What have you been up to since we spoke with you for our 2012 Interview Series?
I’ve finished a documentary – Goodness in Rwanda – and toured it around festivals, we’ve won a couple of awards. I’m writing for the Tarragon theatre – they’re producing a play of mine The Trouble with Mr Adams next season. And I’m trying to get another doc and a feature made. And hanging out with my wife and two kids.
You got your start at the Shaw Festival and have been back many times over the years. Is there a sense of homecoming when you return after a few seasons away?
I always love returning to the Shaw. It’s always felt like home, and I always pay a visit to the box office where I started and where the faces have all changed since my time there!
Your nomination this year is for The Philanderer, one of Shaw’s lesser-loved texts. Did that fact add to the challenge of the production at all? Do you think that’s a well-founded opinion on the play or do you think it’s better than reputed?
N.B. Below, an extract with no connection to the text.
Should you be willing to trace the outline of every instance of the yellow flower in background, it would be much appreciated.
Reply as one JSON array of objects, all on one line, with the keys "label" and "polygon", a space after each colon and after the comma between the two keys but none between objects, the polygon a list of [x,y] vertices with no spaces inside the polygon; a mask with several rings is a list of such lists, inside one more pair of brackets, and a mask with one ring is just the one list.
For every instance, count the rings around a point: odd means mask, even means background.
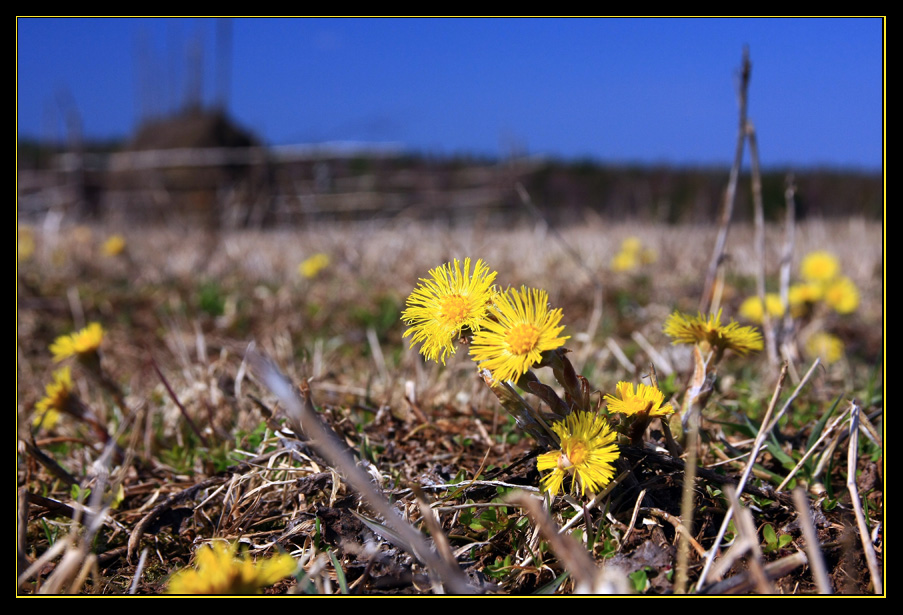
[{"label": "yellow flower in background", "polygon": [[470,356],[494,380],[516,380],[542,360],[543,352],[568,339],[559,337],[561,309],[549,309],[544,290],[509,289],[496,297],[492,312],[496,320],[487,318],[474,333]]},{"label": "yellow flower in background", "polygon": [[[784,315],[784,305],[781,296],[777,293],[765,294],[765,307],[772,318],[780,318]],[[740,315],[755,323],[762,322],[765,317],[762,302],[758,297],[748,297],[740,304]]]},{"label": "yellow flower in background", "polygon": [[316,277],[318,273],[329,266],[329,262],[329,255],[318,252],[317,254],[304,259],[301,264],[298,265],[298,273],[301,277],[308,279]]},{"label": "yellow flower in background", "polygon": [[34,232],[27,226],[20,226],[17,230],[16,260],[27,261],[34,254]]},{"label": "yellow flower in background", "polygon": [[411,336],[411,346],[420,343],[420,354],[431,361],[445,364],[445,357],[455,354],[455,339],[462,330],[478,331],[484,324],[495,289],[496,272],[478,260],[470,271],[470,259],[464,268],[455,259],[430,270],[430,278],[408,297],[401,318],[408,325],[403,337]]},{"label": "yellow flower in background", "polygon": [[197,552],[197,567],[184,568],[169,580],[169,594],[256,594],[294,574],[298,567],[288,554],[258,562],[236,555],[236,546],[217,542]]},{"label": "yellow flower in background", "polygon": [[852,314],[859,307],[859,289],[844,276],[825,286],[825,303],[838,314]]},{"label": "yellow flower in background", "polygon": [[830,252],[810,252],[800,264],[800,274],[809,282],[827,282],[840,273],[840,263]]},{"label": "yellow flower in background", "polygon": [[671,404],[662,405],[665,394],[653,386],[638,384],[636,392],[632,382],[623,380],[617,386],[618,397],[606,395],[609,412],[620,412],[627,416],[647,411],[650,417],[667,416],[674,412]]},{"label": "yellow flower in background", "polygon": [[125,251],[125,237],[122,235],[110,235],[103,242],[101,251],[104,253],[104,256],[119,256]]},{"label": "yellow flower in background", "polygon": [[45,429],[52,428],[59,420],[60,413],[65,411],[71,396],[72,375],[69,368],[58,369],[53,373],[53,382],[45,387],[44,397],[35,405],[32,425],[41,425]]},{"label": "yellow flower in background", "polygon": [[90,325],[76,331],[71,335],[61,335],[50,345],[54,361],[62,361],[69,357],[87,358],[96,355],[103,341],[103,327],[99,323]]},{"label": "yellow flower in background", "polygon": [[688,316],[674,312],[665,321],[665,335],[674,338],[673,344],[696,344],[706,342],[722,350],[731,349],[745,355],[762,350],[762,334],[755,327],[741,327],[733,320],[721,324],[721,310],[717,314]]},{"label": "yellow flower in background", "polygon": [[820,358],[826,364],[836,363],[843,357],[843,342],[836,335],[819,331],[806,340],[806,354]]},{"label": "yellow flower in background", "polygon": [[576,491],[580,483],[581,495],[587,490],[596,493],[611,482],[618,458],[617,434],[605,417],[578,411],[552,425],[552,430],[561,447],[536,458],[540,472],[552,470],[542,478],[543,490],[556,495],[568,474],[576,475],[571,489]]}]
I think it’s better than reputed. Lisa [Peterson, the director] has worked a lot on new plays throughout her career, and I’ve always torn apart plays in rehearsal. It’s important for me to be irreverent to the playwright no matter who he or she is – it’s part of my process – and we did that to Mr Shaw plenty of times. But at one instance, Lisa pointed out that this was his second play – and as a playwright working through learning how to write, this struck me – and that he touches on some of his great themes in it: the Life Force, women’s rights etc. So put in context of his career, it certainly is not his pinnacle, but it’s also not his worst. He was also fighting to make a commercial play too, and that helps, because he plays with the farce form quite ingeniously.
Tell us about working with Marla McLean and Moya O’Connell as your contrasting love interests.
What can I say, they are beautiful, talented, smart and funny. My job is the best job in the world.
In act two the action shifts to the Ibsen Club, which looked like the Emerald City. Were design choices like that (and the stark look of the final act) a signal of a larger heightened or surreal interpretation of the text?
Lisa always goes for insightful impact – which is something I really admire about her. So definitely, the second act was trying to create a period setting that was also somewhat modernist and dreamlike, a place that people nowadays would like to be. And the final act was a realization of the anti romance of it. Stark realism, the fires of passion smoking and smoldering but not burning everything up.
The final act of your production was actually a discarded draft Shaw didn’t include in the final version of his play. How did the alternate ending alter the play as a whole?
It’s a much more thoughtful ending. The published third act is not nearly as interesting. He tries to wrap things up in a neat bow, but his arguments and structure make that basically impossible. So the unpublished third act provides a lot more open-endedness but its more satisfying.
Tell us about working with director Lisa Peterson.
She’s wonderful. She’s directing my play at Tarragon. She’s funny and playful and risky and knowledgeable and she pushes actors hard in a gentle way. She’s great. I recommend her!
Do you have a favourite moment from that production?
Not that can be published.
Who are some of your favourite people on the Shaw stage professionally and personally?
Michael Ball is the best stage actor in Canada. He’s well known to people who know him, but not known by those who don’t and that is a great shame.
Do you try and see every play in the season? What were some of your favourites of 2014?
Yes, I do. The Sea jumped out at me as did Cabaret.
You’re jumping over to Stratford this summer to star in Oedipus Rex. How similar or different is the culture at the larger festival compared to Shaw?
I think it will have its challenges – but I am blissfully unaware of them at present. But really, theatres – big and small – are all trying to do a very difficult and rewarding thing: which is to tell stories live in front of people, and make an event that will never happen again.
What can you tell us about Oedipus Rex?
He killed his dad and is fucking his mom. [wink]. It’s a challenge! It’s a big masterpiece and I have to do it. So what can I tell you about Oedipus Rex? He’s intimidating as hell, man!